Commenting on big threads with lots of engagement is the way to do that. And if you do it consistently, plenty of people will be reaching out to you!
Repeat, Repeat, Repeat.
Consistency is key. The most concrete voices aren’t trying to say something brand new every day. They’re trying to keep their message clear. If we go back to the McDonald’s example, they’re not inventing a new food every day, or even a new way to talk about burgers and fries. Their central theme – delicious, inexpensive, quick food – is front and center and hammered home again and again.
For you, that can feel a little repetitive. But remember that these messages aren’t FOR you. They’re for your audience, and no one will see 100% of what you say. That’s why you have to repeat the same general message again and again. You never know when a key audience member will join, or which message will be seen by which person. If you want to make it clear that you are THE sales leader in the medical device space, then you have to say that over and over.
This is a skill, like any other. It may feel awkward at first, but the good news is that every message strengthens the brand. They don’t all have to be gold, as long as they’re all there.
If you want to see this in action, it’s easy to do. Search for someone in your industry on LinkedIn. Anyone – just enter your current (or desired) job title into the LinkedIn search bar and see who comes up. The easiest people to find will be doing this well, so you shouldn’t have to search for long. Then just scroll through their posting history. You’ll soon realize that they aren’t saying something new and innovative every day. Rather, they’re becoming huge proponents of one or two specific themes. They’re owning their niche and living it every day. Consistence like that is the key to brand-building.
Become A Hub
As you consistently put up your messaging day after day, you’ll naturally look more and more for great content to share or comment on. Soon you may even be creating new insights yourself (or maybe you started that way)! Do this deliberately, and you can start to become a central resource for a particular topic.
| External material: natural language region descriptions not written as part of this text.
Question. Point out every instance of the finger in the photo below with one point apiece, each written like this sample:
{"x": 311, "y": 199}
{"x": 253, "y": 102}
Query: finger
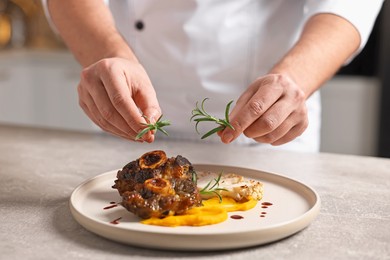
{"x": 271, "y": 119}
{"x": 120, "y": 94}
{"x": 246, "y": 113}
{"x": 88, "y": 106}
{"x": 101, "y": 110}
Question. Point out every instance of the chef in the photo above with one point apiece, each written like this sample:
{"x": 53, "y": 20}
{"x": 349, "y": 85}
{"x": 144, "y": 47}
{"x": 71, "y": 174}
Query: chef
{"x": 142, "y": 59}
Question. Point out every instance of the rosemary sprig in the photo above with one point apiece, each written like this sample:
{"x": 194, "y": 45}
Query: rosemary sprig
{"x": 199, "y": 114}
{"x": 158, "y": 126}
{"x": 213, "y": 188}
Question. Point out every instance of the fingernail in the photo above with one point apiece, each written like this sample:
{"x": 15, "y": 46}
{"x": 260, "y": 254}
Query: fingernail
{"x": 228, "y": 137}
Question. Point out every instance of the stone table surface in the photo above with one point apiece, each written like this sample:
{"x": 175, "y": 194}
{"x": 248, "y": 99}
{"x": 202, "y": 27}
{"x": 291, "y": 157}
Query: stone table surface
{"x": 40, "y": 168}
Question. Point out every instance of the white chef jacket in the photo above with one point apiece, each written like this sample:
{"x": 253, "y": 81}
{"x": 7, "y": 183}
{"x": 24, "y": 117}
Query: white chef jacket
{"x": 215, "y": 48}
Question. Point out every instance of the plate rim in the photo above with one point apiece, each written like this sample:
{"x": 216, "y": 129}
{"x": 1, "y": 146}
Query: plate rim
{"x": 308, "y": 216}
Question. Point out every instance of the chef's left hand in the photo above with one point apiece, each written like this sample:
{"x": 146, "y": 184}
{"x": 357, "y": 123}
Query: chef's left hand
{"x": 272, "y": 110}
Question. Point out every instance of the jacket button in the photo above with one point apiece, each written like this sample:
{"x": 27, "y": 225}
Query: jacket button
{"x": 139, "y": 25}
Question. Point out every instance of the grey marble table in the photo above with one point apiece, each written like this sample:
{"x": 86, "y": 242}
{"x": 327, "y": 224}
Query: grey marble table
{"x": 40, "y": 168}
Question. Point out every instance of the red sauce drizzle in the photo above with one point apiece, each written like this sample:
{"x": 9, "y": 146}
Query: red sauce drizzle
{"x": 265, "y": 205}
{"x": 116, "y": 221}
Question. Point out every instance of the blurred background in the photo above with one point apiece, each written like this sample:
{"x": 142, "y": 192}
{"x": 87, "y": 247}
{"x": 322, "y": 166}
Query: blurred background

Remember my client, “The Baseball Guy?” If I had a baseball-related question, he was the first guy I’d reach out to. If I saw a job opening within a franchise, I’d pass it along to him – maybe it would fit him, but even if not, he’d probably know more people who wanted it than I would. Basically, all baseball-related information that came my way naturally wanted to make its way to him.
Now, he didn’t actually want that. But imagine if he’d put as much effort into talking about contract law as he had about baseball. If he’s shared interesting cases, talked about new legislation, commented on changes in the legal structure, etc. He would have attracted a different audience – the one he actually wanted! And soon all of that information would come to him, too.
The more information you give, the more information other people want to give to you. If you’re the president of the Dwayne “The Rock” Johnson Fan Club and you post about The Rock every day, you’d better believe that if some new piece of juicy gossip about him comes to light, twenty people will be sending you messages starting with “Hey, have you heard…?” It becomes a self-reinforcing cycle, where being a hub of information keeps you a hub of information. Once you’re at that point, you’re in great shape!
Creating a personal brand and using it to grow your network starts with hiring yourself as a marketer. Pay attention to those skills and learn them, but don’t think you need to have them just to get started. All you need to get started is the willingness to shout. All the other details, from getting better at copywriting to learning how to combine various forms of media, will all come together in time. But it starts with just deciding to have something to say, and saying it.